Punitive Damages- End- Run Around the Constitution?

How am I offloading costs? If the customer suffers $20,000 in damages because his car breaks down, I pay him $20,000. If he suffers $21,000 because his car breaks down and he it somehow costs him $1000 to go get another one, then I pay him $21,000. He pays no costs; they are all paid by me.

If you go to restaurant and you order a steak, and you get chicken instead, do you ask that the steak be replaced with chicken, or do you ask that it be replaced, and that you be paid punitive damages? What if the restaurant hired an inexperienced waiter, knowing that he would make mistakes, but figuring that the cost of the meals sent back would be less than the difference in wages? Must businesses take every precaution to avoid mistakes, even if the cost of the mistake is less than the remedy?

I did not say that they are receiving punitive damages; I said that they are receiving damages of a punitive nature.

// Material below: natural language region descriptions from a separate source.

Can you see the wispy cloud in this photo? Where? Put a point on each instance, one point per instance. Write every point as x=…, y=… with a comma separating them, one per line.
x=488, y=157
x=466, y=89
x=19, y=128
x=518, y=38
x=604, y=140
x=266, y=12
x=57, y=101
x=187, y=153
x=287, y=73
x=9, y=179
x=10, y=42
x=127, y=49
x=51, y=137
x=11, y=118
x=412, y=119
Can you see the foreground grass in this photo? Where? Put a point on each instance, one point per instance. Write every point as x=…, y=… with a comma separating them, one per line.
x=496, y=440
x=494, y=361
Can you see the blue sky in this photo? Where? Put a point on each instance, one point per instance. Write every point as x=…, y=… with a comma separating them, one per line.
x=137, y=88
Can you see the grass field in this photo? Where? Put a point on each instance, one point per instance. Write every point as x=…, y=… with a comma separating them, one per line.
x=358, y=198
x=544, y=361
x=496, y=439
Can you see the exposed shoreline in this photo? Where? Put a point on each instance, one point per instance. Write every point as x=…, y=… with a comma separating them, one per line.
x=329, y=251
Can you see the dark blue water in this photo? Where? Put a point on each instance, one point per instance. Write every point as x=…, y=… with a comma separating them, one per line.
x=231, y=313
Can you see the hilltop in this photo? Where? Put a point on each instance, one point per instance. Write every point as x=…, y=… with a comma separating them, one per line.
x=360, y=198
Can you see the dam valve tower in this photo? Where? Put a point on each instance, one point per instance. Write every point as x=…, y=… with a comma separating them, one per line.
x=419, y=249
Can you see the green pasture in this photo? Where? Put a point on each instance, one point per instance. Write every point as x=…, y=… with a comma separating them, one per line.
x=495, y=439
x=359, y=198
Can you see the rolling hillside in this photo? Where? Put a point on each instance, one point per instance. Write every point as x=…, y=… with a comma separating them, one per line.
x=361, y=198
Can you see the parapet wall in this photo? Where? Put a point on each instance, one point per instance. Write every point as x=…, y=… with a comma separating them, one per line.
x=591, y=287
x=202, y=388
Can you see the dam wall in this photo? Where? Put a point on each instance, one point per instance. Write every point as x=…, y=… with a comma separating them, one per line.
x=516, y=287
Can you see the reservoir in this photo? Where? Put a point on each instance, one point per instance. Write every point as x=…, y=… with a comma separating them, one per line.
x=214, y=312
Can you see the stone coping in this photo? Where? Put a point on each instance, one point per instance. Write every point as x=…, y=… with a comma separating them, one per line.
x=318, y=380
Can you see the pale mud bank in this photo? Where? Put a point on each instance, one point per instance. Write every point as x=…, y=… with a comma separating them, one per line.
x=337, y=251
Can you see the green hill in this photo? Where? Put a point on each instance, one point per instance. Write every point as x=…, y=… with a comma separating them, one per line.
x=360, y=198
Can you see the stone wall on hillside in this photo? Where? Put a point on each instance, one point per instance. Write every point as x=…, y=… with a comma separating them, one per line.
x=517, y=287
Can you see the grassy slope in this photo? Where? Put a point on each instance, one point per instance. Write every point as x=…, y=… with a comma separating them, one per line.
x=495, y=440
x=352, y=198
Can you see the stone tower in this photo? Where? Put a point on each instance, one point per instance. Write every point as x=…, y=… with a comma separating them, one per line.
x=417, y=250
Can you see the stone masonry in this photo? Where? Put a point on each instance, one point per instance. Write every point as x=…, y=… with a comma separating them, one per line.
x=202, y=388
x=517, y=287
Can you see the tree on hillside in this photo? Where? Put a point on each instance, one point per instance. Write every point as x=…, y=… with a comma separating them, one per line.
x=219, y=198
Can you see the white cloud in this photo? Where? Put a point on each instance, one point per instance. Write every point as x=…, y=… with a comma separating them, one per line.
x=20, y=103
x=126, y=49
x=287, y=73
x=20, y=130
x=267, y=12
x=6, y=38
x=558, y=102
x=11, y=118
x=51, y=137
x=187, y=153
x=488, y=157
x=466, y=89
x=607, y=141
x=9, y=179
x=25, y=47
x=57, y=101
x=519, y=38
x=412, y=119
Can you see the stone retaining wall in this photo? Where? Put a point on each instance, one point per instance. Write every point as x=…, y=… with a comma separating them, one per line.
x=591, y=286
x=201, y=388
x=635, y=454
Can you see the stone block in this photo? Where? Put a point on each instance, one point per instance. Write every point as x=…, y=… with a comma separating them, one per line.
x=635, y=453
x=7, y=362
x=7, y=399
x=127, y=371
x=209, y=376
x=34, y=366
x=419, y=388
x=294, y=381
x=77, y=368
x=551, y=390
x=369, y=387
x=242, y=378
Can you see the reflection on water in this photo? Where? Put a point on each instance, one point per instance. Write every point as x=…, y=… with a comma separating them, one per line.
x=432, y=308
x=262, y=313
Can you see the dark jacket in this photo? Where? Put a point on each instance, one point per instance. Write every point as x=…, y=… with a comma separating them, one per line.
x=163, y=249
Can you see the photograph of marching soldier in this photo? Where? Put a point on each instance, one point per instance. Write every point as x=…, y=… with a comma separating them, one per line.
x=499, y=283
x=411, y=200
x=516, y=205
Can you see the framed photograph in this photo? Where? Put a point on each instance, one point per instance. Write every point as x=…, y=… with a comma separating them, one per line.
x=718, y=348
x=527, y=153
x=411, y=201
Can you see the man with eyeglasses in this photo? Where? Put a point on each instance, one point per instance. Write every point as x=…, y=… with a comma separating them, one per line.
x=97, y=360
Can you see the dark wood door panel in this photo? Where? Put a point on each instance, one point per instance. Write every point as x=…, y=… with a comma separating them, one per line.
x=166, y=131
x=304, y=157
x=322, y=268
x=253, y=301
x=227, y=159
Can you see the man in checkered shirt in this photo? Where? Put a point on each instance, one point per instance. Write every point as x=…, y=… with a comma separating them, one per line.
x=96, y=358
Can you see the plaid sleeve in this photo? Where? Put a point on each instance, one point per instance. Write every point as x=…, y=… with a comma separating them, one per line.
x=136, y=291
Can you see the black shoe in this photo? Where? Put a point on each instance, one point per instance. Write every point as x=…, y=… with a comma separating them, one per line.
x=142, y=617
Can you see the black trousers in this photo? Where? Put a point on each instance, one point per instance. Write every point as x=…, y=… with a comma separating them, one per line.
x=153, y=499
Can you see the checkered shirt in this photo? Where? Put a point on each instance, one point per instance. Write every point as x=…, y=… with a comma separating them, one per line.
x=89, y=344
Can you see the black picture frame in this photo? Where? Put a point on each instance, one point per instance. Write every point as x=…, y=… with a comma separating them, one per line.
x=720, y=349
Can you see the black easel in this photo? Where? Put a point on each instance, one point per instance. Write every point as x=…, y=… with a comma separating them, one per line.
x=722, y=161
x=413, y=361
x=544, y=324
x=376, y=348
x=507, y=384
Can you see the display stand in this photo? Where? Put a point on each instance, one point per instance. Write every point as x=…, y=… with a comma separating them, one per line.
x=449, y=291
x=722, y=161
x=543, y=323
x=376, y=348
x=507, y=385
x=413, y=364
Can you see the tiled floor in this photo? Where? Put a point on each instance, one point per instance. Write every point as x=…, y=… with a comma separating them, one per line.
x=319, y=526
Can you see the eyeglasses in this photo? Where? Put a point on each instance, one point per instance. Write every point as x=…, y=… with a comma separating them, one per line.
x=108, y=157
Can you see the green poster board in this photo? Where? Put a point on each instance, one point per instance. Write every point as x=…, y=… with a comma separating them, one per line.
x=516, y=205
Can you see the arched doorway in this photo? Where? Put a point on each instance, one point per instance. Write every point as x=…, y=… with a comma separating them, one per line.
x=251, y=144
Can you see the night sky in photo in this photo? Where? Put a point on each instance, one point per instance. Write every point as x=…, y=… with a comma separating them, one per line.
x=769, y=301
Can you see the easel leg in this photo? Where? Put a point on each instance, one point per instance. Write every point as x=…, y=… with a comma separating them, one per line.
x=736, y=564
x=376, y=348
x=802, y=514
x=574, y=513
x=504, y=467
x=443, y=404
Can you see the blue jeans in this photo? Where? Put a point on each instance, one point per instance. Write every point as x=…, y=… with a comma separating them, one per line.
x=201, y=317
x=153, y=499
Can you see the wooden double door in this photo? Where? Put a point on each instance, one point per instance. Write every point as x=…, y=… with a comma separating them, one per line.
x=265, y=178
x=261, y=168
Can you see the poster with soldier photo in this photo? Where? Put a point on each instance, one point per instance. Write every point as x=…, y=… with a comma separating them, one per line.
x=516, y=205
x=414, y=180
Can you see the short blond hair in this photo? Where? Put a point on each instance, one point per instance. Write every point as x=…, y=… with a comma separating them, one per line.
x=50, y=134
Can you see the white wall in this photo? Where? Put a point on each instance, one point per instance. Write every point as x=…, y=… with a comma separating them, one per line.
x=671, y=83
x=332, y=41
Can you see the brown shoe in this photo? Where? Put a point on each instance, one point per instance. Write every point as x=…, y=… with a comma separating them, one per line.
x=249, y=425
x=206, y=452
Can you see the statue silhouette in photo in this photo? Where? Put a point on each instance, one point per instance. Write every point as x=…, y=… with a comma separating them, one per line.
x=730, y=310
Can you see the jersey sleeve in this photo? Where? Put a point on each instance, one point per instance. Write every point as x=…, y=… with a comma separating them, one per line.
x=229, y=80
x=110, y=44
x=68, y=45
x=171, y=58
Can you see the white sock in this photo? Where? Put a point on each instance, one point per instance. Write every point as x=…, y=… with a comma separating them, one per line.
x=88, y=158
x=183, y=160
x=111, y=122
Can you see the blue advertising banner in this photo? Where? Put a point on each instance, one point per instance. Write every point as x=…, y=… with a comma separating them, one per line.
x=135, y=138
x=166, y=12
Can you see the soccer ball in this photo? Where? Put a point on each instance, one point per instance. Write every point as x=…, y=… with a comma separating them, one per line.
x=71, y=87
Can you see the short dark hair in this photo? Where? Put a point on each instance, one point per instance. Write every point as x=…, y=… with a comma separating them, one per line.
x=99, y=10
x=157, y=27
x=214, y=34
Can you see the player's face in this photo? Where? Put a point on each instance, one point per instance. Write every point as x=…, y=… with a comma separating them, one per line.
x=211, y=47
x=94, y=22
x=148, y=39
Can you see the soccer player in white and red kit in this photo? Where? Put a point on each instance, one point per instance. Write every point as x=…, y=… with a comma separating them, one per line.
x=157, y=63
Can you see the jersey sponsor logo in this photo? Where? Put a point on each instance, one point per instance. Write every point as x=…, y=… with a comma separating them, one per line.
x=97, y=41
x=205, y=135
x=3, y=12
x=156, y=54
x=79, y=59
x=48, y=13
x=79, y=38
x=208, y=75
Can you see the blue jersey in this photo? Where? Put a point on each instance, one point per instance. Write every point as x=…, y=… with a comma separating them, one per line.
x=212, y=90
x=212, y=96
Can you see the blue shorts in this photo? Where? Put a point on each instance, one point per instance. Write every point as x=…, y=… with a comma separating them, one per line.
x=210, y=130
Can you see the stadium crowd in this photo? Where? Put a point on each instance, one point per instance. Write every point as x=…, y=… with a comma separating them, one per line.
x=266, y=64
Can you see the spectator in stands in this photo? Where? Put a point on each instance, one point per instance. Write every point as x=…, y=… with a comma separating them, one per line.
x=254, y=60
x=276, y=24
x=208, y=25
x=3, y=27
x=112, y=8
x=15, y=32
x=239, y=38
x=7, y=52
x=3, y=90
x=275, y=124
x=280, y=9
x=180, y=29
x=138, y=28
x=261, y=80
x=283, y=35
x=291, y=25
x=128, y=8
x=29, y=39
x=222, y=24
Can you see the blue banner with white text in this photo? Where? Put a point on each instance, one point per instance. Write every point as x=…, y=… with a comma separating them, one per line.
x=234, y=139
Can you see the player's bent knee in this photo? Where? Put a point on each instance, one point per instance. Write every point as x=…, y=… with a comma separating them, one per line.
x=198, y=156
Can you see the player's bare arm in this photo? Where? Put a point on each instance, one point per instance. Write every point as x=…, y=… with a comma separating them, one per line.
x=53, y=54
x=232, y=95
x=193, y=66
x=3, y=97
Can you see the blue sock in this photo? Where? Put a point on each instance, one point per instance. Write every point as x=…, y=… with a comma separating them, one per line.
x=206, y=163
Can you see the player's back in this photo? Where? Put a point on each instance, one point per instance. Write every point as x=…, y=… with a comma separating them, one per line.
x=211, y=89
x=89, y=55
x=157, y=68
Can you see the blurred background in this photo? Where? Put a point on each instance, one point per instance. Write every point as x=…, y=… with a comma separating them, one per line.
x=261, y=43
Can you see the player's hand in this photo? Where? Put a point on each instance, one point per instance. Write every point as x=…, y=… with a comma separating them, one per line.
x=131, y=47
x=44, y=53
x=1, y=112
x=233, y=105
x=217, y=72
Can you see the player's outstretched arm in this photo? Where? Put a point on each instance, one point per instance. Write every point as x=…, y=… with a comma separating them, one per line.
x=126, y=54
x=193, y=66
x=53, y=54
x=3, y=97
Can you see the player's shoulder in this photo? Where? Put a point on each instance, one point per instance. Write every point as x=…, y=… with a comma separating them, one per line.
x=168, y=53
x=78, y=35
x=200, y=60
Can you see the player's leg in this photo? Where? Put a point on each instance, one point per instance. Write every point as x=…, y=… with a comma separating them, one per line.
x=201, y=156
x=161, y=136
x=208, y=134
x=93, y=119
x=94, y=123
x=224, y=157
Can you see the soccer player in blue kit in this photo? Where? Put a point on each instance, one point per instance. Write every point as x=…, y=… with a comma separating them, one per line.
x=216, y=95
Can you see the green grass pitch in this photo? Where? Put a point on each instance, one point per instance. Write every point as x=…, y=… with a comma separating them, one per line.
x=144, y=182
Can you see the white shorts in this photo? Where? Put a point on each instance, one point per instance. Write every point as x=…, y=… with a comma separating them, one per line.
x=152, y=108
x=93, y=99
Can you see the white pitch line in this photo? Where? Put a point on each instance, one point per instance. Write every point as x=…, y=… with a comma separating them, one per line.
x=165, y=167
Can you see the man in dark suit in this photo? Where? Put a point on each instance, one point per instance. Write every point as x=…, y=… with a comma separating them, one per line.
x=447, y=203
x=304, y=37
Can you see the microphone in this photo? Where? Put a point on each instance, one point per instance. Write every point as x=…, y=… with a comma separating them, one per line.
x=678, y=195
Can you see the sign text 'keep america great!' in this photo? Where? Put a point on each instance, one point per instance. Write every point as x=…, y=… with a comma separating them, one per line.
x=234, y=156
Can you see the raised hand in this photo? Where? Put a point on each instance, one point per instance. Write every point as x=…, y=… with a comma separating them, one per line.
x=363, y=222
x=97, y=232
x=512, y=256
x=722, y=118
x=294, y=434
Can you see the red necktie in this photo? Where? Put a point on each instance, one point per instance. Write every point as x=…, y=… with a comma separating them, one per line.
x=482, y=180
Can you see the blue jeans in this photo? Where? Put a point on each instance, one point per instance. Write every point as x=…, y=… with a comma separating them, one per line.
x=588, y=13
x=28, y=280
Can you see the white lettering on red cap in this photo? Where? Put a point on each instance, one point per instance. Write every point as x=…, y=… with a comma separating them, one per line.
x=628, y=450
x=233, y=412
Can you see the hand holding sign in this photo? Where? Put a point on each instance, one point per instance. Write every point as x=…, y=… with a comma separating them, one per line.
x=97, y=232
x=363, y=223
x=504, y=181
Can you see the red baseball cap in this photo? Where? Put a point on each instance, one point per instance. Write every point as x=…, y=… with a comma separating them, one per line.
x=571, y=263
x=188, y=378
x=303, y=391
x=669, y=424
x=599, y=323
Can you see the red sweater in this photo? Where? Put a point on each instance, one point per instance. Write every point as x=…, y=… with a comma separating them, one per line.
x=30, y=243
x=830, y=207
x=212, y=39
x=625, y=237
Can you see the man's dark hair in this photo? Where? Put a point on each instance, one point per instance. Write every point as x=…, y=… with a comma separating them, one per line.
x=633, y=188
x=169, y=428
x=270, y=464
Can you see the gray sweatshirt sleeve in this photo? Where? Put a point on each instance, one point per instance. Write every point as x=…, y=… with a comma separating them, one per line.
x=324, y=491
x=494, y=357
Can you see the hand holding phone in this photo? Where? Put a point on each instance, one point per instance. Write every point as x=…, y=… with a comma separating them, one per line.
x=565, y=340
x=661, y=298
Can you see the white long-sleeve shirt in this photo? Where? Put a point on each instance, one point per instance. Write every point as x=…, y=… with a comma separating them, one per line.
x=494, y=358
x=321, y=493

Your own cite agrees: “Statutory damages are meant to send a message and to ‘sting’ or make it hurt!” You can call this whatever you want, but the only essential difference is nomenclature.

The problem with the argument is you’re assuming that there are constitutional limitations on fines and punishments in criminal cases, but not on punitive damages in civil cases. That’s not the case.

Punitive damages aren’t awarded just because the plaintiff asks for them in his complaint. Actual damages are what is necessary to make the aggrieved party whole; punitives are only warranted in a situation where the tortfeasor has engaged in “outrageous, malicious, or otherwise morally culpable conduct” makes them necessary to punish and deter. Special emphasis is placed on the principle that punitive damages may not be disproportionally greater than the gravity and severity of the misconduct in issue and the injury sustained, and the imposition of “grossly excessive” punitive damages on a tortfeasor violates the Due Process Clause of the Fourteenth Amendment. BMW of N. Am, Inc. v. Gore, 517 U.S. 559 (1996).

The hypothetical just couldn’t happen. No competent judge is going to say that punitive damages assessed against a private citizen amounting ten times actual damages for an action involving the moral culpability of a criminal misdeameanor are constitutionally permissable.

No, I’m aware that civil cases have their own limitations. The criminal limitations, however, don’t apply to them.

Isn’t “outrageous, malicious, or otherwise morally culpable conduct” another way of saying “an act which is a crime, or, if there is no law against it, should be illegal”? (That’s another issue: to seek punitive damages, need there be a specific law broken?) And isn’t seeking punishment for criminal acts properly handled by the criminal justice system?

I am quite certain that there are cases in which a judge has assesed $1 in actual damages, and considerably more in punitive damages. In the infamous McD coffee lawsuit, actual damages were $200,000. Punitive damages were $2.7M. In a recent tobacco suit, actual damages were $5.5M. Punitive damages were $3 billion. Granted, those two were reduced on appeal, but it shows that it’s not inconceivable.